Die rechtlichen Rahmenbedingungen für Bauerwartungsland sind im Baugesetzbuch (BauGB) verankert. Insbesondere § 5 Abs. 2 Nr. 1 des BauGB definiert, welche Flächen im Flächennutzungsplan als Bauflächen oder Baugebiete dargestellt werden können, und legt damit die Grundlage für die Einordnung als Bauerwartungsland. Diese gesetzlichen Bestimmungen stellen sicher, dass die Entwicklung von Grundstücken nachvollziehbaren Kriterien unterliegt und einer geordneten städtebaulichen Entwicklung dient.
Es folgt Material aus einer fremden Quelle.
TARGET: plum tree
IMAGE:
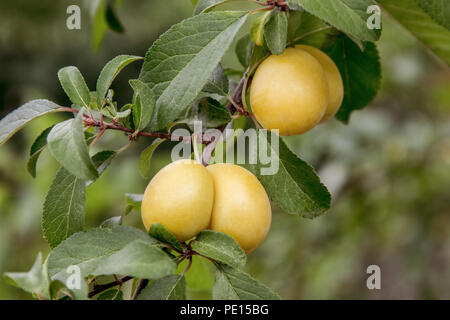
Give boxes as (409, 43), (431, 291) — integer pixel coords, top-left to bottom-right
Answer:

Die Transparenz dieser Regelungen ist von großer Bedeutung, um rechtliche Sicherheit für Eigentümer, Investoren und die öffentliche Hand gleichermaßen zu gewährleisten.
Die korrekte Abgrenzung von Bauerwartungsland zu anderen Grundstücksarten, wie beispielsweise Ackerland oder Brachflächen, für die keine Entwicklungsabsichten bestehen, ist entscheidend. Ebenso wichtig ist die Unterscheidung zu tatsächlichem Bauland, das bereits durch einen rechtskräftigen Bebauungsplan erschlossen ist und somit unmittelbar bebaubar ist. Diese Differenzierung wirkt sich direkt auf den Wert eines Grundstücks aus, da die Baureife einen erheblichen Wertfaktor darstellt. Ein Sachverständiger für Immobilienbewertung muss daher präzise Kenntnisse der aktuellen Bauleitplanung und der gesetzlichen Vorgaben besitzen, um eine fundierte und nachvollziehbare Wertschätzung vornehmen zu können.
Zusammenfassend lässt sich festhalten, dass Bauerwartungsland ein planungsrechtlich relevanter Begriff ist, der zukünftiges Baulandpotenzial beschreibt. Die Bewertung solcher Grundstücke erfordert eine umfassende Analyse der städtebaulichen Entwicklung, der rechtlichen Rahmenbedingungen und der wirtschaftlichen Faktoren, die die Umwandlung in Bauland beeinflussen. Die nachvollziehbare und sachgerechte Ermittlung des Verkehrswerts von Bauerwartungsland ist eine anspruchsvolle Aufgabe, die präzises Fachwissen und eine lösungsorientierte Herangehensweise des Sachverständigen für Immobilienbewertung erfordert, um die Interessen aller Beteiligten, einschließlich Gerichten und Finanzämtern, zu wahren.